Dev compose bind-mounts controller/src/, radio.liq, and sounds/ from the repo. Controller runs under tsx watch so src/** edits hot-reload inside the container; radio.liq edits just need a docker compose -f docker-compose.dev.yml restart broadcast.

The standalone subwave CLI works inside the cloned repo too. cd subwave && subwave start dev does the right thing. The contributor convenience is npm start, which tsx-runs the CLI source directly so unreleased changes are exercised. Same commands, same flags, no npm install -g needed.

The same CLI doubles as the console for running the station. Run npm start for a status-aware menu; every menu action is also a one-shot subcommand, appended after npm start --:

npm start                       # interactive operator console (status-aware menu)
npm start -- setup              # first-boot wizard: Navidrome, LLM, admin, env files
npm start -- status             # compose env, services, now-playing, recent events
npm start -- doctor             # full diagnostic sweep
npm start -- start dev          # docker compose up -d (dev or prod)
npm start -- restart broadcast  # plain restart (radio.liq is bind-mounted in dev)
npm start -- restart controller # rebuild + recreate (source is COPY-d at build)
npm start -- logs controller    # tail one service
npm start -- play               # SUB/WAVE TUI — the terminal player
npm start -- listen             # open the web player in a browser
npm start -- admin              # open the admin console in a browser
npm start -- stop               # docker compose down (confirms first)

Production deploy

Single Linux host, Cloudflare terminating TLS, Caddy routing to four internal services. The no-CLI quickstart above is the canonical path: curl two files, fill in three vars, docker compose up -d, finish setup in the browser. See DEPLOY.md for host prerequisites, Cloudflare setup, updates, and backup.

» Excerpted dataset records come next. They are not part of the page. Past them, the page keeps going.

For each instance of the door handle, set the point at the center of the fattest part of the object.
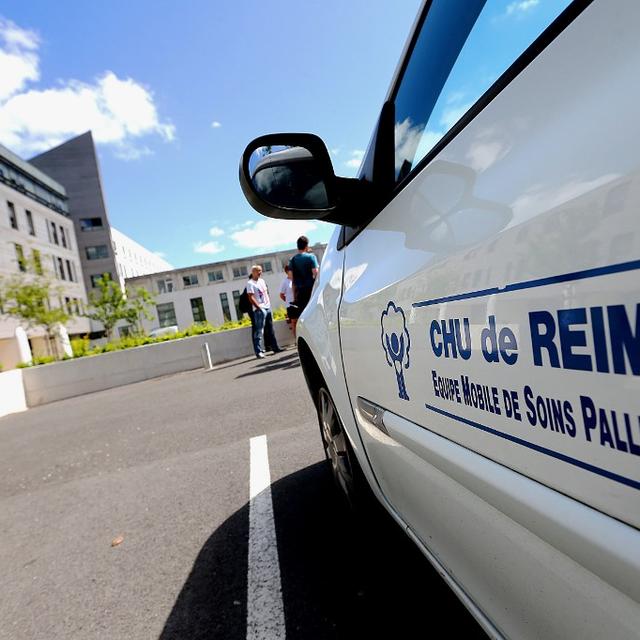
(372, 413)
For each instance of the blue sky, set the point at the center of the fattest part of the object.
(151, 77)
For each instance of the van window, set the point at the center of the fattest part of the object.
(463, 47)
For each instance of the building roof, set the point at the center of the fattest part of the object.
(254, 258)
(31, 171)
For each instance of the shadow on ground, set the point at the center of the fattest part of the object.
(342, 577)
(290, 361)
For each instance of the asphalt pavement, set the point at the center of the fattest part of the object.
(161, 469)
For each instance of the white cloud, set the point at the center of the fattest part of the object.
(242, 225)
(269, 234)
(356, 159)
(208, 247)
(520, 6)
(119, 111)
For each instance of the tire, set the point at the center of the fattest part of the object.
(344, 466)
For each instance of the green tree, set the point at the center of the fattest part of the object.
(27, 298)
(139, 301)
(108, 305)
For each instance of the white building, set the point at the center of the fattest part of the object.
(132, 259)
(210, 292)
(35, 226)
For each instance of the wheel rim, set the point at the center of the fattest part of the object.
(335, 443)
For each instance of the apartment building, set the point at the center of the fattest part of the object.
(35, 226)
(210, 292)
(132, 259)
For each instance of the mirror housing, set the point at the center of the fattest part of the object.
(290, 176)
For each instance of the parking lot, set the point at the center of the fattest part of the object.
(164, 464)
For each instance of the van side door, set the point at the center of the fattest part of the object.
(491, 315)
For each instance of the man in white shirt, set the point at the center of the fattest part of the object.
(261, 308)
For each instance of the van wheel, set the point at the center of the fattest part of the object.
(337, 448)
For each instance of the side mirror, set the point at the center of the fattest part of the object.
(290, 175)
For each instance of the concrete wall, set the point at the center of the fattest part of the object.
(12, 395)
(47, 383)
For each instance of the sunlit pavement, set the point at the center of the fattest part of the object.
(164, 464)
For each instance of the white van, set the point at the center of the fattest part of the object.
(473, 341)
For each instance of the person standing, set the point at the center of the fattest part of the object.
(304, 266)
(262, 325)
(286, 295)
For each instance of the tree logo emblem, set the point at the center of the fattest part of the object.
(396, 343)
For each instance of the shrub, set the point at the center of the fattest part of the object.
(80, 346)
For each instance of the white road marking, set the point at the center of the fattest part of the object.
(265, 611)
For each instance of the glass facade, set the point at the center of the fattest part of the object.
(22, 263)
(166, 314)
(197, 309)
(239, 272)
(226, 312)
(215, 276)
(89, 224)
(37, 261)
(236, 304)
(96, 276)
(26, 184)
(96, 253)
(13, 220)
(32, 229)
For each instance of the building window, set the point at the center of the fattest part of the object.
(97, 253)
(216, 276)
(236, 304)
(124, 331)
(239, 272)
(37, 261)
(226, 312)
(96, 276)
(166, 314)
(89, 224)
(165, 285)
(22, 263)
(197, 309)
(32, 229)
(13, 219)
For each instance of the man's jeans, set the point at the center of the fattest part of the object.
(263, 330)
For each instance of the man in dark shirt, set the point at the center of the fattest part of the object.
(304, 266)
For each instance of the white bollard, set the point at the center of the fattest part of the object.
(206, 357)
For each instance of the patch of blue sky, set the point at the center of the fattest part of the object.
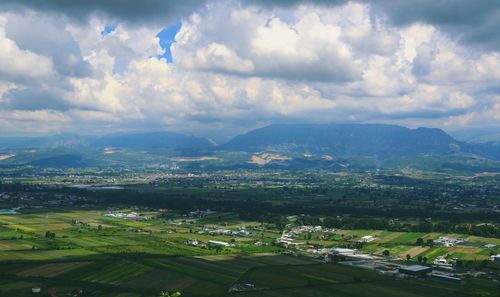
(167, 37)
(108, 29)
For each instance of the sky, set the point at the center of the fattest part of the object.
(220, 68)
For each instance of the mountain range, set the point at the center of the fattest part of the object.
(345, 140)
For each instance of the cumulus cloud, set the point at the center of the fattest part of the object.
(237, 65)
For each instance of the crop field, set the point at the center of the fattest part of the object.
(116, 257)
(53, 269)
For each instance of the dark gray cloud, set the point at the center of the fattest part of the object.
(473, 22)
(33, 99)
(37, 35)
(128, 10)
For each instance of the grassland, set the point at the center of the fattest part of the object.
(139, 258)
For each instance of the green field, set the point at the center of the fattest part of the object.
(138, 259)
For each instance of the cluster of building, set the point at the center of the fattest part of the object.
(126, 216)
(201, 213)
(227, 232)
(449, 241)
(210, 243)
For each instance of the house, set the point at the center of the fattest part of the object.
(243, 233)
(415, 270)
(367, 238)
(192, 242)
(446, 278)
(495, 258)
(215, 243)
(440, 261)
(343, 252)
(449, 241)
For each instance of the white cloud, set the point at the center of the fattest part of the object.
(239, 66)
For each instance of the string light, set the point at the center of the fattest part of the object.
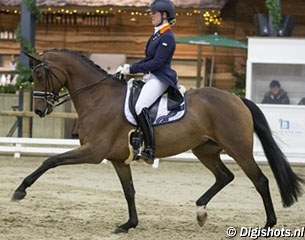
(211, 17)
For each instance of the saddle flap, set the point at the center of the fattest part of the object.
(163, 110)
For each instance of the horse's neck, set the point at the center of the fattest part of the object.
(106, 96)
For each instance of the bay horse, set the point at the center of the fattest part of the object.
(216, 120)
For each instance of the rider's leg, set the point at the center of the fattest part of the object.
(151, 91)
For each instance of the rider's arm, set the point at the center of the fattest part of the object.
(163, 53)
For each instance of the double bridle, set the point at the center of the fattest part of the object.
(52, 98)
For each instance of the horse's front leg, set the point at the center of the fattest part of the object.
(76, 156)
(124, 173)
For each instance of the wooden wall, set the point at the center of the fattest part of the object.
(121, 35)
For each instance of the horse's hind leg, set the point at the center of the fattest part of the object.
(124, 173)
(208, 154)
(244, 158)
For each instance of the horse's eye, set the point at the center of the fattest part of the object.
(39, 74)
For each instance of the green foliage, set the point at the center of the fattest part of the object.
(32, 7)
(275, 11)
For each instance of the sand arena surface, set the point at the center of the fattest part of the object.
(86, 202)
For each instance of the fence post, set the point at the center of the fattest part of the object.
(27, 121)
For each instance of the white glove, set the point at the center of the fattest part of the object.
(119, 69)
(125, 69)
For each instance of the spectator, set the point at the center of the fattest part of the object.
(276, 95)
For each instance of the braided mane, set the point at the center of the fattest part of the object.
(79, 55)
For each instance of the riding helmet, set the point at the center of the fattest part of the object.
(163, 6)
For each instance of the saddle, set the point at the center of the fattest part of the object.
(169, 107)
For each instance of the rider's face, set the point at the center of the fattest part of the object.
(156, 18)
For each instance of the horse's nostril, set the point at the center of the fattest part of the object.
(39, 113)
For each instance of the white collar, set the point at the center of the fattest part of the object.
(157, 29)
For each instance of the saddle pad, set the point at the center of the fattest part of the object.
(163, 115)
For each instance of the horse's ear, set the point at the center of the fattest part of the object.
(34, 58)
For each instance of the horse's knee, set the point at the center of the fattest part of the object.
(262, 184)
(225, 178)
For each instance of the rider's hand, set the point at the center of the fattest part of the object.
(118, 70)
(125, 69)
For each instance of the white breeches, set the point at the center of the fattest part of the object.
(151, 91)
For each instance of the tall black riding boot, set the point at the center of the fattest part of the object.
(148, 154)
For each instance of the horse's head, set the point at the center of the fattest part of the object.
(49, 78)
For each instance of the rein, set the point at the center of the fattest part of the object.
(54, 99)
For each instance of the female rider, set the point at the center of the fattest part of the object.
(156, 66)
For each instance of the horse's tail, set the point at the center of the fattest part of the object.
(288, 182)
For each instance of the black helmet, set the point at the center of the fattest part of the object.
(163, 6)
(275, 83)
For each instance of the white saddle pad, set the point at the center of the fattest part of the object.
(163, 114)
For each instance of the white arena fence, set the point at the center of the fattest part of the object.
(50, 146)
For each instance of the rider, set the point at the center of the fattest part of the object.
(156, 66)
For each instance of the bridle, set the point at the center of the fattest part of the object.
(49, 95)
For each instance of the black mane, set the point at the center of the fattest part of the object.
(81, 56)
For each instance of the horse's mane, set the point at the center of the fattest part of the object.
(82, 57)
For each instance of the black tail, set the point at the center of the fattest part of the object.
(288, 182)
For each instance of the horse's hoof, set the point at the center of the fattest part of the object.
(18, 195)
(202, 216)
(120, 230)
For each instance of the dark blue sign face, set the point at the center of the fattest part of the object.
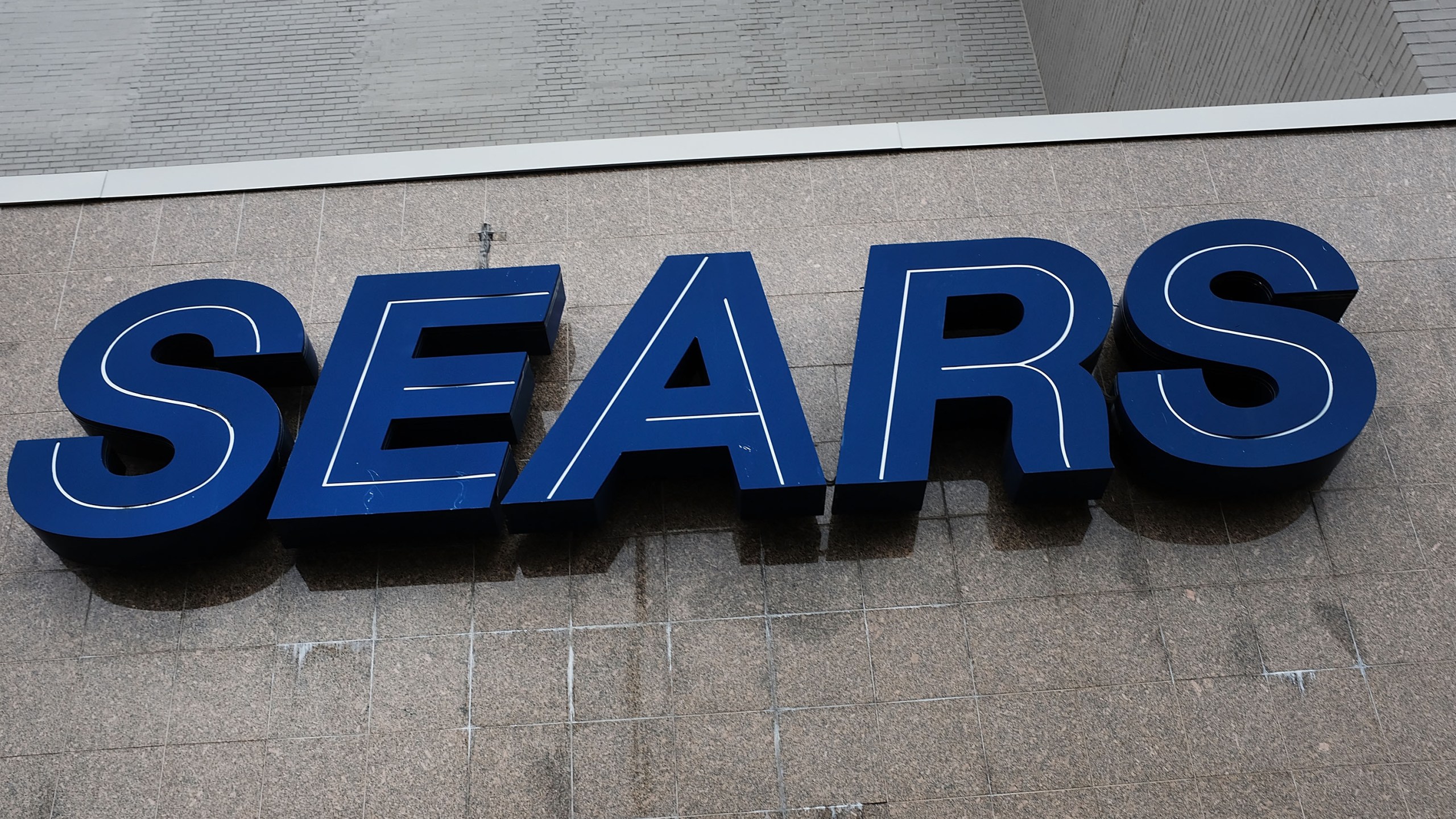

Bring your own reverse proxy. If you already run Traefik, nginx, or your own Caddy in your homelab, swap the bundled-Caddy compose for the BYO variant:

docker compose -f docker-compose.byo.yml up -d

That exposes the web UI on :7700, the controller API on :7701, and the Icecast stream on :7702 (all configurable). Point your proxy at those three. docker/Caddyfile is a working reference for the route table you need to replicate. Details in DEPLOY.md.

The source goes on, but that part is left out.